Basierend auf den vorliegenden Ergebnissen kann ein hypothetisches Szenario vorgeschlagen werden, bei dem ein Ribozym mit Polymeraseaktivität seine Aktivität durch die Bindung eines einfachen Cofaktors wie Magnesium (Shechner et al., 2009; Horning & Joyce, 2017) erhöht haben könnte und so die Funktionen der Replikation einiger auf RNA-Molekülen gespeicherter Informationen ausübt (Kim & Higgs, 2016; Tagami et al., 2017). Mit der Entstehung der ursprünglichen Transkription wurden die ersten Proteine durch Übersetzung der Verbindung von proto-tRNAs gebildet, und die RNa-abhängige RNA-Polymerase war eines der ersten Enzyme, die gebildet wurden (Farias et al., 2016). Begleitet vom Prozess der Kompartimentierung konnte die Kontrolle der gelösten Stoffe in der internen Umgebung und die Polymerisationsfunktion durch Proteine effizienter erfolgen als bei Ribozymen. Ursprünglich bestand das Enzym nur aus der katalytischen Schleife mit der Fähigkeit zur Bindung an den Cofaktor und einfache Moleküle wie Ribonukleotide. Durch Duplikationen und Diversifikationen der ursprünglichen katalytischen Domäne konnten die anderen Teile des Proteins hervorgehen. Mit der Etablierung der ersten Domäne konnten Varianten erzeugt werden und Mutationen auftreten, so dass es möglich war, neue Proteine zu erzeugen, wobei die katalytische Stelle erhalten blieb (Zong et al., 2009). Mit der Entstehung einer Variante mit den Eigenschaften einer reversen Transkriptase und später einer DNA-Polymerase erfolgte ein grundlegender Schritt zur Entstehung der ersten Genome auf DNA-Basis, der die Brücke von einer RNA/Protein-Welt zu einer DNA/RNA/Protein-Welt schlug (Gilbert, 1986; Müller, 2006). Als die DNA-Moleküle auftauchten, traten durch Variation andere Klassen von Polymerasen auf. So haben wir in der letzten Episode kennengelernt, dass die DNS-Polymerase D, die in einigen Archaeen vorkommt, selbst aus einer RNA-Polymerase hervorgegangen ist.

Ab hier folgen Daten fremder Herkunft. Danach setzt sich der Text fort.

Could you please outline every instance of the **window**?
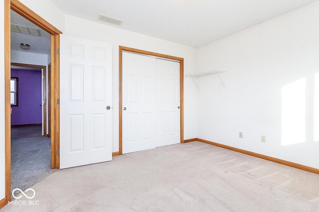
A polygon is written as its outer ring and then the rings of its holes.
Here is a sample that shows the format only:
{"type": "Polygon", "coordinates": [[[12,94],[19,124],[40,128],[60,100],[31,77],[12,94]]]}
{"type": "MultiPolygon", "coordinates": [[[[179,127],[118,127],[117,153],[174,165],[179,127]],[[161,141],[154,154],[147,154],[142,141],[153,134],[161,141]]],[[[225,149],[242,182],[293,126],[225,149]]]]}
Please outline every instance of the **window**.
{"type": "Polygon", "coordinates": [[[11,106],[18,106],[18,78],[11,77],[10,81],[11,106]]]}

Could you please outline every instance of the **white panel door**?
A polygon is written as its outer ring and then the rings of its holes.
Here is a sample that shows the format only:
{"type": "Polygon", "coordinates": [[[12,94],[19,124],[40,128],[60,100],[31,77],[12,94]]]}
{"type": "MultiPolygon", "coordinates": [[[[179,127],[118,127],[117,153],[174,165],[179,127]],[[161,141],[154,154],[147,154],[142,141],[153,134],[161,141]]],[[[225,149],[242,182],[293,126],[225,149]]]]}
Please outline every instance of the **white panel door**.
{"type": "Polygon", "coordinates": [[[112,46],[60,38],[60,167],[112,160],[112,46]]]}
{"type": "Polygon", "coordinates": [[[155,148],[155,58],[126,52],[122,57],[122,152],[155,148]]]}
{"type": "Polygon", "coordinates": [[[179,63],[157,59],[156,80],[156,146],[179,143],[179,63]]]}

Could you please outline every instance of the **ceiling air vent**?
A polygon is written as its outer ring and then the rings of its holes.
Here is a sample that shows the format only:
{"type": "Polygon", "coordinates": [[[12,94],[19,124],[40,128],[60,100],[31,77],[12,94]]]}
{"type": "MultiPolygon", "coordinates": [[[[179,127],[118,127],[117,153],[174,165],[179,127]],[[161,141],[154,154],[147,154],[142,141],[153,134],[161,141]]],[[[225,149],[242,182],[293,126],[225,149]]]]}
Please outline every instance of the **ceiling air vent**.
{"type": "Polygon", "coordinates": [[[121,26],[121,24],[123,22],[123,21],[122,20],[117,19],[116,18],[112,18],[111,17],[107,16],[106,15],[102,15],[101,14],[99,15],[98,19],[102,21],[116,24],[118,26],[121,26]]]}
{"type": "Polygon", "coordinates": [[[11,31],[26,34],[27,35],[34,35],[35,36],[41,36],[41,35],[40,35],[40,30],[39,29],[14,23],[11,24],[11,31]]]}

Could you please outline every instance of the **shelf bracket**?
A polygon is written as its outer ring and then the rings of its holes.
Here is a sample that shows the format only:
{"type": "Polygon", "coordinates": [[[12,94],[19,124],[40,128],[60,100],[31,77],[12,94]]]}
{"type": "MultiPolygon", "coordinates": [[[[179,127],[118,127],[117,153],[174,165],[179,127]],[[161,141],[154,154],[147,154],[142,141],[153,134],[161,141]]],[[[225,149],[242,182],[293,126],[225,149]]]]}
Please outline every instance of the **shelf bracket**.
{"type": "Polygon", "coordinates": [[[224,87],[224,88],[225,88],[225,84],[224,84],[224,82],[223,82],[223,80],[222,79],[221,77],[219,74],[219,73],[224,73],[226,71],[219,71],[218,70],[211,71],[208,72],[199,72],[199,73],[191,73],[190,74],[186,74],[186,75],[185,75],[185,76],[191,77],[191,78],[193,80],[194,83],[195,83],[196,87],[197,88],[197,89],[199,90],[199,87],[198,87],[198,85],[197,84],[197,83],[196,82],[194,77],[198,77],[199,76],[205,76],[206,75],[215,74],[217,73],[218,75],[218,77],[219,78],[219,79],[220,80],[221,83],[223,84],[223,86],[224,87]]]}

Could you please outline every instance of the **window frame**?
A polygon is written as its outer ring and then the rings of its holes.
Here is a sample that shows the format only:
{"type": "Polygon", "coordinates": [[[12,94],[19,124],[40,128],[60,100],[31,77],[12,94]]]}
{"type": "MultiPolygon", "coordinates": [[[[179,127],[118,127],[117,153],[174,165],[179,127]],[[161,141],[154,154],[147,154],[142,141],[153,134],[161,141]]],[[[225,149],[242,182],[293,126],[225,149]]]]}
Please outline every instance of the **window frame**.
{"type": "Polygon", "coordinates": [[[15,104],[11,104],[11,107],[18,107],[18,93],[19,93],[19,89],[18,89],[18,77],[10,77],[10,82],[11,82],[11,80],[12,80],[12,79],[14,80],[14,81],[15,82],[15,91],[11,91],[11,89],[10,89],[10,96],[11,96],[11,93],[14,93],[15,94],[15,104]]]}

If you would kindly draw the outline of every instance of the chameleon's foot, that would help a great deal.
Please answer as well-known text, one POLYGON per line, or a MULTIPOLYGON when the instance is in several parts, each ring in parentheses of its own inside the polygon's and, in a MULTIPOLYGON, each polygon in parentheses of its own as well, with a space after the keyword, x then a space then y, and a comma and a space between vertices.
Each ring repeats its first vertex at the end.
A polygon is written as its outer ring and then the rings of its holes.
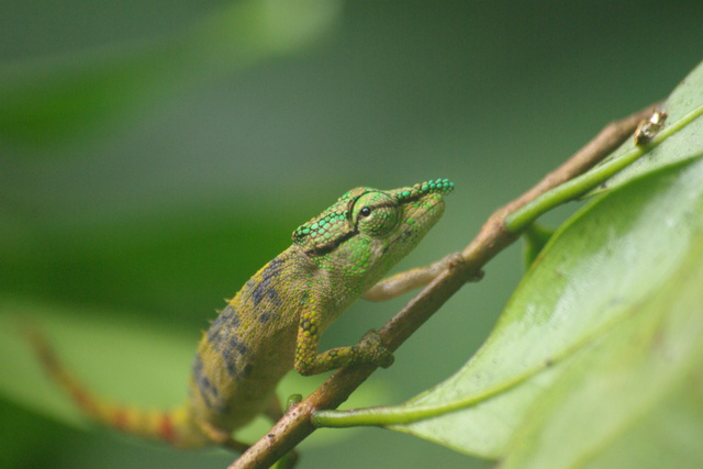
POLYGON ((364 334, 364 337, 355 347, 364 361, 381 368, 390 367, 395 360, 393 354, 381 344, 381 336, 375 330, 364 334))

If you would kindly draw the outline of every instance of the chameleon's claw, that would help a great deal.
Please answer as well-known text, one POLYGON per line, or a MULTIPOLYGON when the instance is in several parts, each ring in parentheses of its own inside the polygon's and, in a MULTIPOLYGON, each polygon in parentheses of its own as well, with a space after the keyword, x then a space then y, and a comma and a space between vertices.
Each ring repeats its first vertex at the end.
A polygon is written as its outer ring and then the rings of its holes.
POLYGON ((364 334, 358 345, 358 351, 365 361, 381 368, 388 368, 395 361, 395 357, 393 357, 393 354, 381 343, 381 336, 376 330, 364 334))

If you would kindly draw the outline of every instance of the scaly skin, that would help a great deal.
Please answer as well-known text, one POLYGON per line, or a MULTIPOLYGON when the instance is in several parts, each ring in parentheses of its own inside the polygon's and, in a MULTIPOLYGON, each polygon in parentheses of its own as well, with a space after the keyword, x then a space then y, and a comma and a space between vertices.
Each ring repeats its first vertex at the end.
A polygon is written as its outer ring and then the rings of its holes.
MULTIPOLYGON (((181 407, 149 412, 99 398, 60 366, 36 331, 32 343, 48 372, 94 420, 178 447, 243 450, 246 445, 232 439, 232 432, 261 413, 278 417, 276 386, 291 368, 316 375, 360 362, 392 364, 375 331, 357 345, 317 354, 320 336, 420 243, 453 189, 446 179, 390 191, 356 188, 295 230, 292 246, 256 272, 203 335, 181 407)), ((392 298, 425 283, 417 280, 423 270, 414 269, 406 282, 397 275, 369 297, 392 298)))

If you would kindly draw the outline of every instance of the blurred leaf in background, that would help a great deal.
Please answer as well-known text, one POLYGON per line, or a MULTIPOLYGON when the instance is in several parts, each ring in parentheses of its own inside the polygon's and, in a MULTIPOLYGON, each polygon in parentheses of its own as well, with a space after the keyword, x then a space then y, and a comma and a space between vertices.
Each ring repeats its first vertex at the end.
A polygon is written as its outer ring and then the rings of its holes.
MULTIPOLYGON (((125 389, 144 384, 134 392, 145 399, 169 388, 155 404, 177 400, 212 310, 301 222, 355 186, 451 177, 444 220, 404 267, 462 247, 495 206, 605 123, 663 98, 701 60, 702 10, 698 1, 3 2, 2 327, 13 314, 56 315, 57 347, 91 383, 110 386, 114 375, 125 389)), ((517 282, 518 257, 513 249, 492 263, 479 288, 399 350, 371 381, 392 395, 372 403, 415 395, 465 362, 517 282)), ((402 301, 359 302, 323 346, 357 340, 402 301)), ((0 361, 14 364, 5 383, 38 372, 15 345, 0 343, 0 361)), ((9 388, 0 387, 2 467, 231 459, 74 429, 9 388)), ((487 466, 390 432, 343 436, 305 451, 303 464, 487 466)))

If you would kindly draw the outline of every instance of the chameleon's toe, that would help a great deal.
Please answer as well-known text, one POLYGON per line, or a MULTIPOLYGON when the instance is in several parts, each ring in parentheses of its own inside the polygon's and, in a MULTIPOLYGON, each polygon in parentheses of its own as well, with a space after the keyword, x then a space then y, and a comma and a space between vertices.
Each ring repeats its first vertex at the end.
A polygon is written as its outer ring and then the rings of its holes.
POLYGON ((381 368, 388 368, 395 361, 393 354, 381 343, 381 336, 378 334, 378 331, 371 330, 364 334, 358 347, 359 354, 364 357, 365 361, 381 368))

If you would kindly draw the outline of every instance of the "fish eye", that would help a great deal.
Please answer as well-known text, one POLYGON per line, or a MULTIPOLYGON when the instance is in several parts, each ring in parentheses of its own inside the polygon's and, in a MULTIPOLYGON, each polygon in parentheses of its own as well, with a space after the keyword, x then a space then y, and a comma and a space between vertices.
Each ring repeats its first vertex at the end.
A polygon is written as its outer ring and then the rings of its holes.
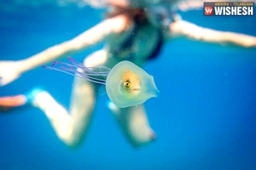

Eukaryotische DNA-abhängige RNA-Polymerasen (Pol I-III) haben einen konservierten Kern aus 12 Untereinheiten, der eng mit archaeischen RNA-Polymerasen verwandt ist (Kwapisz et al. 2008, Abb. 16). Früher wurde angenommen, dass Rpb8, eine Untereinheit der RNA-Polymerasen I, II und III, auf Eukaryoten beschränkt ist. Diese Untereinheit hat jedoch hohe Sequenzähnlichkeiten mit einer Untereinheit der RNA-Polymerasen der Gruppe der Crenarchaea, einem Protein namens G, wodurch ein letztes fehlendes Bindeglied zwischen der Kernstruktur archaeischer und eukaryotischer RNA-Polymerasen identifiziert wird.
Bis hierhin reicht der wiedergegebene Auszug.